By Vic Carucci, Senior Editor
Jimmy Haslam and Joe Banner weren’t merely being polite Monday when they said the outgoing general manager and head coach of the Browns left the team in better shape than they had found it.
Haslam, the Browns’ owner, and Banner, the team’s chief executive officer, were stating a fact shared by others throughout the NFL.
The Browns have improved since Tom Heckert became their GM in 2010 and Pat Shurmur became their head coach a year later.
Obviously, it wasn’t enough of an improvement for them to keep their jobs. Fourteen wins in the time that Heckert had been with the Browns and nine in the time that Shurmur was with the team didn’t provide a compelling case for Haslam and Banner to stand pat, and on Monday they parted ways with Heckert and Shurmur.
But what remains of their brief legacy is compelling and is a significant factor in the search for a new coach, who will have a more expansive role than his predecessor, and someone to become either the new GM or director of player personnel.
There is a solid core of young players on the roster, some with exceptional talent that should only become more evident in years to come. There is a dynamic running back in rookie Trent Richardson, who should achieve elite status in his second season. There is, in Brandon Weeden, a quarterback who, at the very least, could sufficiently fill the starting spot for another year and, at the very most, could prove to be a long-term answer.

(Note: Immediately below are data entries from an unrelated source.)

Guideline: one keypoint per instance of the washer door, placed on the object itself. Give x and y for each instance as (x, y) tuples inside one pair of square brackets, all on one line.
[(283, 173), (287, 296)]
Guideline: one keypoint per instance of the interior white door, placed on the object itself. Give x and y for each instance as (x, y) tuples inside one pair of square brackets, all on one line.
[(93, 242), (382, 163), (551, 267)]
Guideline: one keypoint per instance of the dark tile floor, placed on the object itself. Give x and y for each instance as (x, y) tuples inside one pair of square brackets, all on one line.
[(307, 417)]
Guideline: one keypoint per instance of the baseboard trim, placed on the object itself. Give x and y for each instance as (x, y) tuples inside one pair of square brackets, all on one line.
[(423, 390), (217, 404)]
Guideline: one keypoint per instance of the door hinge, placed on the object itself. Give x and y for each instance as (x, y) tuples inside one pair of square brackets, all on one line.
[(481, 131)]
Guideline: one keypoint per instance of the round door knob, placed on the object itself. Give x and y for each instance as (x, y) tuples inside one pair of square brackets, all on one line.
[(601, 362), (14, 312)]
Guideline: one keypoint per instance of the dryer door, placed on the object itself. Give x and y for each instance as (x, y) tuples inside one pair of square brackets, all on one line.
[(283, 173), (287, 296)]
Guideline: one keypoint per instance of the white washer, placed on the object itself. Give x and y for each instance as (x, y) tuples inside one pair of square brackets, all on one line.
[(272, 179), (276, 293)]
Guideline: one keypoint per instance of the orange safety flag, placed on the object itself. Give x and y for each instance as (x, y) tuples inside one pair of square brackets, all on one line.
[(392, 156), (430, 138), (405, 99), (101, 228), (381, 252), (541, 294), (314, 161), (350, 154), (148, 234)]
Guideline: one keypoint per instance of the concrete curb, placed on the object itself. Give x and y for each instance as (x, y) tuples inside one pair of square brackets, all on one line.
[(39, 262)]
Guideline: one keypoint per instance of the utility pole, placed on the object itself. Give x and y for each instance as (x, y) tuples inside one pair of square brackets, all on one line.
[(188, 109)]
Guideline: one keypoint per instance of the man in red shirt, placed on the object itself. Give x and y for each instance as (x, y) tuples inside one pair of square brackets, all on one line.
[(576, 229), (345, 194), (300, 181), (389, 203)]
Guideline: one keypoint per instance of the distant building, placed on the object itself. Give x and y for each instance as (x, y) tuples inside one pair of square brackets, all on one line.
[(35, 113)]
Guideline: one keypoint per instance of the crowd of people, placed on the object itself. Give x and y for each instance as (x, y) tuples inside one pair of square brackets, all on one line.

There is one of the league’s best cornerbacks in Joe Haden and a defensive tackle, in Phil Taylor, capable of being dominant. There is a team that, for the better part of 16 games, competed hard and held its own and very easily could have added about three more victories to its 5-11 record.
That’s a large part of the reason why, when Haslam said during a joint news conference with Banner that “this is a very attractive job,” it was easy to agree with him.
The new people who will join Banner in running the football operation won’t need to build something from scratch.
“There’s nobody that wants to have a winning team more than the two of us, OK?” Haslam said of himself and Banner. “But we’re going to do it in the right way and we’re going to build it in the right way, and we’ve got the core foundation. There were some good young players, and we need to add to it.”
Yes, as Banner pointed out, the Browns still have “a ways to go” on further enhancing the roster.
But the task isn’t nearly as daunting as it was or might be elsewhere.
The Browns also can sell to the best candidates available something that didn’t previously exist: stable ownership that is fully invested in doing everything it takes to make the team a consistent playoff contender. Haslam and Banner, with his wealth of experience of running a top-flight NFL organization from the 19 years he spent with the Philadelphia Eagles, can approach prospective coaches with every bit as much to offer as any of the other NFL clubs with such vacancies – and probably more.
The sales job shouldn’t be difficult.
As Banner said, “We go into this extremely confident that we can go after the top people available – at least the top people in our opinion – and that we have a very good chance of being successful in convincing them that this is the right situation. Most of these top coaches are focused on finding a place where they think they can win, and we think we can make a very good case why this is the best opportunity in the league right now.”